= Kodama case =

2011 Chilean payment controversy

The Kodama case is a payment controversy that involved the Ministry of Housing and Urban Development of Chile, led by Magdalena Matte, in 2011. The ministry had entered into a judicial agreement that authorized a significant payment of 17 billion Chilean pesos (equivalent to approximately 24,000,000 euros in 2011) to the construction contractor "Consorcio de Construcciones Kodama Ltda." for construction works. However, these works were originally assessed to have a maximum value of 3 billion pesos by the Institute of Experimental and Materials Research (IDIEM) at the University of Chile. Just as the payment transaction, which would have facilitated the construction of 15,000 Chilean social housing units, was about to take place, it was abruptly halted.

== Background ==
The controversy had its roots in the construction works for Transantiago, a major public transport project in Santiago. Under the administration of Michelle Bachelet, the Ministry of Housing and Urban Development ordered the construction of a bus lane on "Avenida Pedro Aguirre Cerda" in November 2006. The project was initially budgeted at 25.5 billion pesos and was scheduled for completion in 2007. However, due to changes in the project, it was not finished until May 2010, 899 days later than planned.

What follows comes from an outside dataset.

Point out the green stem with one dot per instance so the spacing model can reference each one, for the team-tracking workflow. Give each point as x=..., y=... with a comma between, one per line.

As a result of these changes, the construction contractor, Kodama Ltda., demanded 7 billion pesos from the ministry in 2009. However, the ministry valued the additional costs at only 950 million pesos, as stated in Resolution 134 on February 16, 2010, and communicated this to the General Comptroller's Office. Eight months later, under the administration of Sebastián Piñera, the Comptroller's Office rejected the payment transaction and authorized the payment of a significantly reduced amount, only 95 million pesos, on October 6, 2010.

== Legal proceedings and settlement ==
On December 15, 2010, Kodama Ltda. filed a lawsuit against the Chilean state, claiming 41 billion pesos in compensation at the 10th Civil Court of Santiago. This amount was significantly higher, 493% more, than the initially demanded 7 billion.

For reasons that remain unclear, on January 25, 2011, the Ministry of Housing and Urban Development, through Decree 8, authorized the payment of 17 billion pesos to the contractor Kodama Ltda. The contractor accepted this offer, and the agreement was signed in the 10th Civil Court of Santiago.

== Kodama Ltda. ==
Consorcio de Construcciones Kodama Ltda., owned by Japanese businessman Kenji Kodama, had been involved in government construction projects for 18 years. The company placed the blame for the project delays and the 130 changes made to the original plan on the inefficiency of the ministry. In support of their payment request, the contractor referenced an investigation conducted by Engineering DICTUC, a subsidiary company of the Catholic University of Chile.

== Consequences ==
The payment controversy sparked an investigation led by prosecutor José Morales. In the aftermath of the controversy, Minister Magdalena Matte resigned on April 19, 2011. Additionally, on April 25, the director of Serviu (Housing and Urban Development Service), Antonio Llompart, the deputy director of legal affairs of the Ministry, Rafael Marambio (who admitted accepting an airline ticket to Buenos Aires from Kodama), and the deputy director of Pavement and Road Works, Franz Greve, also resigned. Álvaro Baeza, an advisor to Minister Matte, also tendered his resignation.